The requirements concerning foreign branches and subsidiaries do not apply to:
- authorized foreign banks within the meaning of Section 2 of the Bank Act;
- departments or agents of the Crown that accept deposit liabilities;
- foreign companies within the meaning of Section 2 of the Insurance Companies Act;
- life insurance brokers or agents;
- a subsidiary of a foreign subsidiary. For example, if Canadian Bank A has a foreign subsidiary - Subsidiary A - and there is a Subsidiary B of Subsidiary A, then the requirements do not apply to Subsidiary B; or
- a Canadian subsidiary of a foreign entity, as long as the foreign entity has policies for its subsidiaries that establish requirements similar to Canada’s record keeping, verifying identity and compliance program requirements under the PCMLTFA; and the Canadian subsidiary is applying those policies to the extent permitted by, and not conflicting with the laws of Canada or its provinces. For example, when Foreign Bank A (with subsidiaries A and B in Canada) already has policies regarding client identification, record keeping and the establishment of a compliance program, then these requirements do not apply to the Canadian subsidiaries A and B.

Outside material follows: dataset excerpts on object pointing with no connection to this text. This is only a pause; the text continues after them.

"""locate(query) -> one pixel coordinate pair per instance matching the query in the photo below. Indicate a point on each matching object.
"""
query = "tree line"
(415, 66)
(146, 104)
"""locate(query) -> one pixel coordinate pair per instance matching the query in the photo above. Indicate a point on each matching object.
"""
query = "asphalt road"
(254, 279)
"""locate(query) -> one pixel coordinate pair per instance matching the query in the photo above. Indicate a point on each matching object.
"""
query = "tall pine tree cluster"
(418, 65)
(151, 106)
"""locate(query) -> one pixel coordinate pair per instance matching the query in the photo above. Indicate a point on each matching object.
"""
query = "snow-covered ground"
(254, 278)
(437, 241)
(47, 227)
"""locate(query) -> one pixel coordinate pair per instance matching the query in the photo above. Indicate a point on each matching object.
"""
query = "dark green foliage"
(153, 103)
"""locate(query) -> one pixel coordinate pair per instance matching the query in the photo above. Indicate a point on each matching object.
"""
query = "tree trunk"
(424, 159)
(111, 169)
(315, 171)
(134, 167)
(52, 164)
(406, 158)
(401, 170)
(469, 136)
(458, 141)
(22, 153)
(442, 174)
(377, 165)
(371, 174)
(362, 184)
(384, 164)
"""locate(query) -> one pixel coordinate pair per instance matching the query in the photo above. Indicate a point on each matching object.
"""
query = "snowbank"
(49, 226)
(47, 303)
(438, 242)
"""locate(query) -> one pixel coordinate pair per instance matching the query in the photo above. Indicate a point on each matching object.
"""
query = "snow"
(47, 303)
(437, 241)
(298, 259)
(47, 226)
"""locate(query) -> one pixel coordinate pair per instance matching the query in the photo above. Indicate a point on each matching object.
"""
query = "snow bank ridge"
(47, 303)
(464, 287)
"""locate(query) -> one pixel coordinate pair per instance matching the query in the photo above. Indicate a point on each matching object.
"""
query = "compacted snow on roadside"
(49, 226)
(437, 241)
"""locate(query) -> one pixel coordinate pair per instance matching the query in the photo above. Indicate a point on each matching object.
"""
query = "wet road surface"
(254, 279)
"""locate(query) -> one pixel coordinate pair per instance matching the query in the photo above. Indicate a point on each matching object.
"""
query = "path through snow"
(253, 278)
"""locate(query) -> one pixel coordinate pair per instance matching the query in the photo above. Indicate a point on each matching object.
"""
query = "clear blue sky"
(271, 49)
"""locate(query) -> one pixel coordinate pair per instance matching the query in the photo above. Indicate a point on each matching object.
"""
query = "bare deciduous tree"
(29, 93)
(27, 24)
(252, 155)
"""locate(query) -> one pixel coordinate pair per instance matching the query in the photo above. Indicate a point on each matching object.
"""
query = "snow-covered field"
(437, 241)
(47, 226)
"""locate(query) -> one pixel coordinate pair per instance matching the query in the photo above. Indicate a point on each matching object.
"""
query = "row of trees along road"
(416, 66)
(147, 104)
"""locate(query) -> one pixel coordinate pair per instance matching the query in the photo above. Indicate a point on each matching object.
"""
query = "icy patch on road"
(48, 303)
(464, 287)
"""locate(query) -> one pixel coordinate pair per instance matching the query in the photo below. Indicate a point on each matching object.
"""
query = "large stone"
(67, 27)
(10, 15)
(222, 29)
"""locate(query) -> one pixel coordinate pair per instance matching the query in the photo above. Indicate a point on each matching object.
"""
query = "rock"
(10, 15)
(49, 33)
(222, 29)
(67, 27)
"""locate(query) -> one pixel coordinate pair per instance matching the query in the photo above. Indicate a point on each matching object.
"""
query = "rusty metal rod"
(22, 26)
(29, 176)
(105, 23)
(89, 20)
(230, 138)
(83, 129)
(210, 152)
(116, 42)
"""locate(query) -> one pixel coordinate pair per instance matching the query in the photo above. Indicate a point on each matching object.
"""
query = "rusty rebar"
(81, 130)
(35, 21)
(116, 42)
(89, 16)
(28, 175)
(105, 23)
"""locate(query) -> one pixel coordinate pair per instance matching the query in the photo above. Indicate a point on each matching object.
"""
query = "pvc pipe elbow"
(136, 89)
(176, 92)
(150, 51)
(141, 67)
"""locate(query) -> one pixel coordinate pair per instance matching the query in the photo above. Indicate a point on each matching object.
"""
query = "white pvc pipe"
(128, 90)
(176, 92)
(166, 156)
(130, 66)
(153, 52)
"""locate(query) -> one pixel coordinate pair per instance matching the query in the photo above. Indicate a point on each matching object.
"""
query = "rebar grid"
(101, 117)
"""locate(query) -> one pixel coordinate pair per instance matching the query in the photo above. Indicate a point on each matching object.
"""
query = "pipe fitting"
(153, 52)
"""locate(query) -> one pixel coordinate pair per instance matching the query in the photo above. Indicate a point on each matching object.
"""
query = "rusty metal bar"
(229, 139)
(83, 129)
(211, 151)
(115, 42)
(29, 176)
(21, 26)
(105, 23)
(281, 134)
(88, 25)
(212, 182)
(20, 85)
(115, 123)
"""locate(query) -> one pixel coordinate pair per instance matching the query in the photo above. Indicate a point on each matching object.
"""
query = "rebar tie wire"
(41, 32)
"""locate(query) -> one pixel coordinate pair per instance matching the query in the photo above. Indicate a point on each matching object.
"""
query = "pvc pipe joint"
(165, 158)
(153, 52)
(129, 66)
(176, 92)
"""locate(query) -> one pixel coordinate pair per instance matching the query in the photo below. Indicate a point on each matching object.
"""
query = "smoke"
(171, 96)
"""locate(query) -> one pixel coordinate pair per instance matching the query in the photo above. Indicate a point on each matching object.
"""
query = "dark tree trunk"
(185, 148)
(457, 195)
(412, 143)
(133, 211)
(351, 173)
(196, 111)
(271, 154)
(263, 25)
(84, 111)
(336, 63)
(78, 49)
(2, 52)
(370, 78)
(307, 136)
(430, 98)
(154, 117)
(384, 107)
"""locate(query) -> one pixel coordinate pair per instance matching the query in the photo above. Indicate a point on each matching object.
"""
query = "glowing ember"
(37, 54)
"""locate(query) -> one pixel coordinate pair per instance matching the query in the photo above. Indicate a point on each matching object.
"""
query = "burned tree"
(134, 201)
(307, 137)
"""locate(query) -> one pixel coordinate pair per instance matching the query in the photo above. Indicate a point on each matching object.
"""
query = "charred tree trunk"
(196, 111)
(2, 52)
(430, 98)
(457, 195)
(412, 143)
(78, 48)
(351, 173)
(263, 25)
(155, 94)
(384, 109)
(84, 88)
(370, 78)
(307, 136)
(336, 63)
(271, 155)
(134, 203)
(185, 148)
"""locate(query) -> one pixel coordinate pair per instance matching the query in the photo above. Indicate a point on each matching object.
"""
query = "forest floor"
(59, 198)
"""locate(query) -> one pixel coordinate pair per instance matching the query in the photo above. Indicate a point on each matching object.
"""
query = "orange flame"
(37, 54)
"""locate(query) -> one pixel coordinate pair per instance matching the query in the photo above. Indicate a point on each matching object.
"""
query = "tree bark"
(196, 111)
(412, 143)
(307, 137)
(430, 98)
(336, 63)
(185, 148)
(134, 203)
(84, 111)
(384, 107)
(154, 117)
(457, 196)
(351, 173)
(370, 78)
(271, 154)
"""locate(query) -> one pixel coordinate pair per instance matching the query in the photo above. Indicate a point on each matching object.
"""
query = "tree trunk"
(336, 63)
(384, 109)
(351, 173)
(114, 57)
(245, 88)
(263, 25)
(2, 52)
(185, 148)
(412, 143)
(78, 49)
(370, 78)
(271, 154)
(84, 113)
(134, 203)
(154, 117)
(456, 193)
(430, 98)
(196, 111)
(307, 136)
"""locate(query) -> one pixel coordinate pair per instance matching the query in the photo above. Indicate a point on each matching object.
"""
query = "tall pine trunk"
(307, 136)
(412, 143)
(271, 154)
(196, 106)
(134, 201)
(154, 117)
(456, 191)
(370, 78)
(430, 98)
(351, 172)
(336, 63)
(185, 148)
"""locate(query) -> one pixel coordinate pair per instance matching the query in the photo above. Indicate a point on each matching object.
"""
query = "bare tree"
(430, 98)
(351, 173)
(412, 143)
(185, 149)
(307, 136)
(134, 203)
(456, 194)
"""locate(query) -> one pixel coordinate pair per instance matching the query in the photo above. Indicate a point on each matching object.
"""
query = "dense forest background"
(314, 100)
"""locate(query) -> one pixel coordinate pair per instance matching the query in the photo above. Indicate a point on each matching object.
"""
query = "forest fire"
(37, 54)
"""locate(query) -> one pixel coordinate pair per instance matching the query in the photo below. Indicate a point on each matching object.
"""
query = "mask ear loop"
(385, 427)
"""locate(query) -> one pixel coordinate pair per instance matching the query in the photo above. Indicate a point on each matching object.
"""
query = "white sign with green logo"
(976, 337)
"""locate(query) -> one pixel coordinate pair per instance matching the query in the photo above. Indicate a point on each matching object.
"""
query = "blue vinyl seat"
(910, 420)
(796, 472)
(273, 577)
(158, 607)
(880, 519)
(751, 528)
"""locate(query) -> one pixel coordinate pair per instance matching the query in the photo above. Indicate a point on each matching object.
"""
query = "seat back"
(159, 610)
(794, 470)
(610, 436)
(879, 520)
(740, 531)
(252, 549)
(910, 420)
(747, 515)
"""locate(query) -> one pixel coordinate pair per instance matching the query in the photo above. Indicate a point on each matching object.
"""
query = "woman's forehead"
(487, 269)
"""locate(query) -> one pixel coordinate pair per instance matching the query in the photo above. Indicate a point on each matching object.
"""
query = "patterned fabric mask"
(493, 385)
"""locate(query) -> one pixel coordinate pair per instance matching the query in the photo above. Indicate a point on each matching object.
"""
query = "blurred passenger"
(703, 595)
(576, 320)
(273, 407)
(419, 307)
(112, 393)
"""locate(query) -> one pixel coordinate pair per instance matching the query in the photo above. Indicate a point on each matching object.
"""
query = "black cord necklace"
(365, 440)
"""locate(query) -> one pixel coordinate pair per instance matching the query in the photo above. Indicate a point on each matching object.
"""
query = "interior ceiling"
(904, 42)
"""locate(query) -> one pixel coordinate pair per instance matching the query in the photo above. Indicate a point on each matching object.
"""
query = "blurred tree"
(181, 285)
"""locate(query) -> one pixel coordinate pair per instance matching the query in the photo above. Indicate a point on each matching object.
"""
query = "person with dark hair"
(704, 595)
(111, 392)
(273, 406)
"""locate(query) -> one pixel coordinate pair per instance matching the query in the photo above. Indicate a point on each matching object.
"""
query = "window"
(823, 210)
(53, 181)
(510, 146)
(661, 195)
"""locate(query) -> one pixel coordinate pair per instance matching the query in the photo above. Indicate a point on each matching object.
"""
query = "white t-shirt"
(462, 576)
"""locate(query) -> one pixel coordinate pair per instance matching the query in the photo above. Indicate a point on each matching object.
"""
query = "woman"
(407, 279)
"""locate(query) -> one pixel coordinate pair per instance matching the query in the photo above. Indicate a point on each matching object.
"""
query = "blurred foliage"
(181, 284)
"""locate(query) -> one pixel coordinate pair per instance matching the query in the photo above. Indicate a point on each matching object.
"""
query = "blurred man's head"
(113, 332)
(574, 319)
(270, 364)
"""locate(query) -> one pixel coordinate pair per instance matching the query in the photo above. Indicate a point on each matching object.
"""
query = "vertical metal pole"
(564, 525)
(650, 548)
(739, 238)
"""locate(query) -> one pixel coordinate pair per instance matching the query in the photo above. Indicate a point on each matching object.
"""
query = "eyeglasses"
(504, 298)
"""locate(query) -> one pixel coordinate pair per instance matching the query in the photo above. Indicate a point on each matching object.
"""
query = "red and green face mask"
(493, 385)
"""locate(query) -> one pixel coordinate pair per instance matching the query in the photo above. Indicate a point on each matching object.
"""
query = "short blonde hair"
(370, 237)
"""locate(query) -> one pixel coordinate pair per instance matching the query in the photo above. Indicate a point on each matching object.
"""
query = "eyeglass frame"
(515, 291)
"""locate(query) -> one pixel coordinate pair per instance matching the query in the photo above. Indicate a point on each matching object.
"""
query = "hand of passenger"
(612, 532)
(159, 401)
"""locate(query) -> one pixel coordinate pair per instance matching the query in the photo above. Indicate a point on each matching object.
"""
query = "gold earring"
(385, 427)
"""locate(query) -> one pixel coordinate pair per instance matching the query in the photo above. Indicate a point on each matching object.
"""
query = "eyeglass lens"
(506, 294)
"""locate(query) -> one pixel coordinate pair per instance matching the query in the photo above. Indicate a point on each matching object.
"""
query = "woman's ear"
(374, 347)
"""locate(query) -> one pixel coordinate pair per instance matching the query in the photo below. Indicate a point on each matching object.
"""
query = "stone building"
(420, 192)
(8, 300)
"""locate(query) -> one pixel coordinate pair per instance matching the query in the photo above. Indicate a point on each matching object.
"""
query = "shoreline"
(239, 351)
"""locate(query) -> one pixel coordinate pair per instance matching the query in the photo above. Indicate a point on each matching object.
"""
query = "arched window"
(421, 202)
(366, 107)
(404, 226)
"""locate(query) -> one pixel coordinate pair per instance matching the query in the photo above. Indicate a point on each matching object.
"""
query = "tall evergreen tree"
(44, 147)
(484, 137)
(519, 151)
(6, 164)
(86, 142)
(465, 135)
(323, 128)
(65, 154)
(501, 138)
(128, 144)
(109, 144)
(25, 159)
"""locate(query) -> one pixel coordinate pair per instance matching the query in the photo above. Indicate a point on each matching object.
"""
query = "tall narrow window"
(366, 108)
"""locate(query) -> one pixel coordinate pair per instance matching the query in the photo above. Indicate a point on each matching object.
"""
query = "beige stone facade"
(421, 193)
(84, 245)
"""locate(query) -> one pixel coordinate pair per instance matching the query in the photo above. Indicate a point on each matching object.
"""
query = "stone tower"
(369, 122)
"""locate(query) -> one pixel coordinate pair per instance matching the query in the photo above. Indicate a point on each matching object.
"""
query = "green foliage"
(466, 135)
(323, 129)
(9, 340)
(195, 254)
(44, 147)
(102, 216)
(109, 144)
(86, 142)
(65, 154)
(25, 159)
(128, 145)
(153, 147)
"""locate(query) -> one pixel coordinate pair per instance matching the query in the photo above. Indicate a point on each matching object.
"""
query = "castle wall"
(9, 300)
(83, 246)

Which reporting entities have requirements in relation to their affiliates?
If you are a financial entity, life insurance company, or securities dealer, you have requirements related to any other financial entity, life insurance company, or securities dealer that you are affiliated with, or any foreign entity that you are affiliated with, which carries out activities similar to a financial entity, life insurance company, or securities dealer.
You are affiliated with another entity when one of you is wholly owned by the other, if both of you are wholly owned by the same entity, or if your financial statements are consolidated.
It is possible for you to be affiliated with another reporting entity that is covered under the PCMLTFA and associated Regulations.
What are the requirements?
You must develop and apply policies and procedures related to the exchange of information between yourself and your affiliates. The purpose of this exchange of information is to help you detect and deter money laundering and terrorist activity financing offences, and to help you assess the risk of any such offence.
If your affiliates cannot implement policies for the exchange of information, you may want to keep a record which would include the rationale as to why these policies cannot be implemented.
Risk-based assessments relating to your affiliates
As part of the compliance program, financial entities, life insurance companies and securities dealers must consider any risk resulting from the activities of:
- an entity that is affiliated with them and that is a financial entity, life insurance company, or securities dealer; and
- a foreign entity that is affiliated with them and that carries out activities similar to financial entities, life insurance companies, or securities dealers.
The activities of affiliates should be included as part of the overall risk-based approach.